Train your eye to discern that which is of true worth, and let it not escape you. ~Frances J. Roberts
It’s the great Christian cliché to say that we are sold out to Jesus but what does that look like? What’s the worth of service to others? What’s the cost of volunteering in your community? What’s the price of time spent in prayer? What’s the pain of fasting or intercession?
It seems a great sacrifice on the surface of more pressing things in life, but that which is born in spirit and that which is born in flesh is noticeably different. One is sustained while the other burns out.
2 thoughts on “In For A Penny”
Yes, that which WE birth…we must sustain…but the future for it is not that promising (“Polvo eyes a polvo volverás” Gen. 3:19)
Yet, those things of the Spirit WILL produce life and be sustain and back up by the author of life 🙂
Sitting here thinking of the concept of “sold out for Christ” I realized my understanding of it has changed. Years ago we had a teaching during our concerts which would bring this up and used the illustration of a theater: “If you put up a sign at a theater saying it’s sold out, but there are two seats or even one left, you’ve lied.”
My grasp of this is different now. I realize we can’t be completely occupied by Jesus through this constant anxiety ridden idealism. The reason is everyone is growing into His image, it doesn’t happen over night. Like Paul stating in Philippians that he hadn’t arrived as yet, even in his old age, we have to realize that some of our chairs are filled with sticky stuff from our past and some are broken.

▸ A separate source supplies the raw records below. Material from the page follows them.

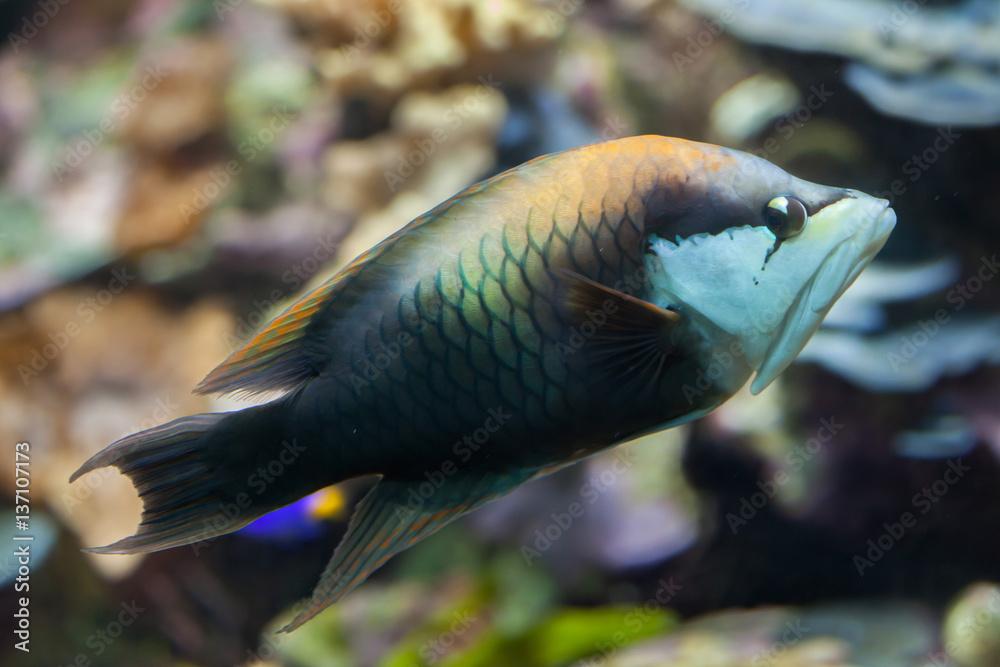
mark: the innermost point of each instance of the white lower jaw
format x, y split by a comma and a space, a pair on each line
814, 301
718, 284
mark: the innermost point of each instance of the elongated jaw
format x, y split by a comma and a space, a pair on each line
836, 273
769, 295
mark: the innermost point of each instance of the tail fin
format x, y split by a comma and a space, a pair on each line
206, 475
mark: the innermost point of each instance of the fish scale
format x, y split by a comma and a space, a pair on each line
533, 319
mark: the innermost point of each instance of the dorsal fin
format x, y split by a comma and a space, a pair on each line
277, 357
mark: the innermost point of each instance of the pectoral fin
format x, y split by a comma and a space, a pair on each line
626, 339
395, 515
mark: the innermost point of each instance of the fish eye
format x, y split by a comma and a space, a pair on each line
785, 216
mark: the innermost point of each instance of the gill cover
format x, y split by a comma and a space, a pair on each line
771, 298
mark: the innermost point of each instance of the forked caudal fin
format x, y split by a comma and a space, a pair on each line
394, 516
196, 475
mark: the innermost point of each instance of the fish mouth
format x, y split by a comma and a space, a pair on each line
838, 270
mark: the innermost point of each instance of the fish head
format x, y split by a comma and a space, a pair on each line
758, 258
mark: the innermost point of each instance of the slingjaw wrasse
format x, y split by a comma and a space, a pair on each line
539, 316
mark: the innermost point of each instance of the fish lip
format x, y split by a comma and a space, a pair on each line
807, 312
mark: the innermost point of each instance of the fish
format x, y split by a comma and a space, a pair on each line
577, 301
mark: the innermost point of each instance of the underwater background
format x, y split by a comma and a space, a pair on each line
172, 171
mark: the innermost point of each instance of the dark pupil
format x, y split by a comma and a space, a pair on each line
787, 224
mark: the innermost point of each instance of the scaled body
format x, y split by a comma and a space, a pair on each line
551, 311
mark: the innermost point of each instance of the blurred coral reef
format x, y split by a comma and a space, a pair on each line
173, 171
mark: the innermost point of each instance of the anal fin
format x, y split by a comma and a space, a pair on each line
392, 517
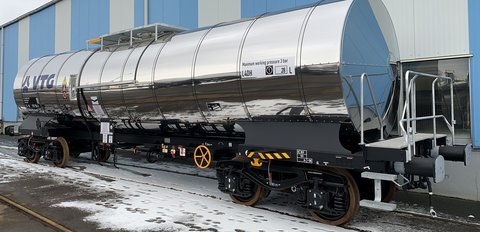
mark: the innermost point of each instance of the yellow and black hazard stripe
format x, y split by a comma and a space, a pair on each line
268, 155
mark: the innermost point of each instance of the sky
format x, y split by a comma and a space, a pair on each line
11, 9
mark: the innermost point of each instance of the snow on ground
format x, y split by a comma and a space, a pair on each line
149, 199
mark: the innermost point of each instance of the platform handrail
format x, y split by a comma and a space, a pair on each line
410, 118
363, 77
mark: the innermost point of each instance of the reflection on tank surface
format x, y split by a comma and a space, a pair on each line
230, 71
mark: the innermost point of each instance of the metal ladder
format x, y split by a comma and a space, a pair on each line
409, 116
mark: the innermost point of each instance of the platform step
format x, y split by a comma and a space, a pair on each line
379, 176
378, 205
400, 143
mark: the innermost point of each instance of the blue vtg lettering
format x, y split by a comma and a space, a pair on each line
38, 82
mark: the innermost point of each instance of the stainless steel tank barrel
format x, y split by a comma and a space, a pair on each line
303, 62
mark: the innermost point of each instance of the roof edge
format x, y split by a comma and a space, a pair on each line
40, 8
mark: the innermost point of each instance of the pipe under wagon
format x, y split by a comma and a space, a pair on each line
303, 101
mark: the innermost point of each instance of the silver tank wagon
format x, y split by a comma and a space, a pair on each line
276, 100
304, 62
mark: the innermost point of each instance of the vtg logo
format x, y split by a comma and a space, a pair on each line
39, 82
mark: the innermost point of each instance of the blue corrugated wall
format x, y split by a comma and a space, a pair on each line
182, 13
10, 71
90, 19
139, 13
42, 33
474, 19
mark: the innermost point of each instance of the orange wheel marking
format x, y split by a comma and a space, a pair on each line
204, 159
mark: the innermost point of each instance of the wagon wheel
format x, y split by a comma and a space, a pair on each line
62, 152
257, 194
30, 155
350, 195
202, 156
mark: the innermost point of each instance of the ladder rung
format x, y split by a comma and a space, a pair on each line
379, 176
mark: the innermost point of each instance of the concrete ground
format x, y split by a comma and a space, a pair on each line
40, 191
14, 221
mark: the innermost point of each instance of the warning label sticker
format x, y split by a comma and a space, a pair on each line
268, 67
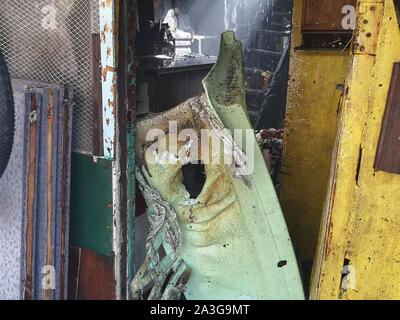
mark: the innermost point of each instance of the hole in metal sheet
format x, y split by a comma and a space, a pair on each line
194, 178
282, 263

What we do, I believe, is give everything we have over to Jesus—even the broken stuff. This means that some of the stuff is not submitted since we’re growing into submission. But it also means that we admit this to Him and keep it in view to give our unwillingness to submit to Him as a work in progress. When I was younger, serving the Master looked different than it does today. I now realize that my life on display before God, the universe and the world is the best form of witness I can be. People seeing my weak demonstrates God’s grace, forgiveness and strength—as well as redemption. This weakness could be an outright sin or the result of it through faithless thinking, whatever the case, letting Him show me the way through the influence of other godly people (family) grows me at a rate which allows others to have hope for their own lives.
Yes, being sold out means something different today than it did when I first believed.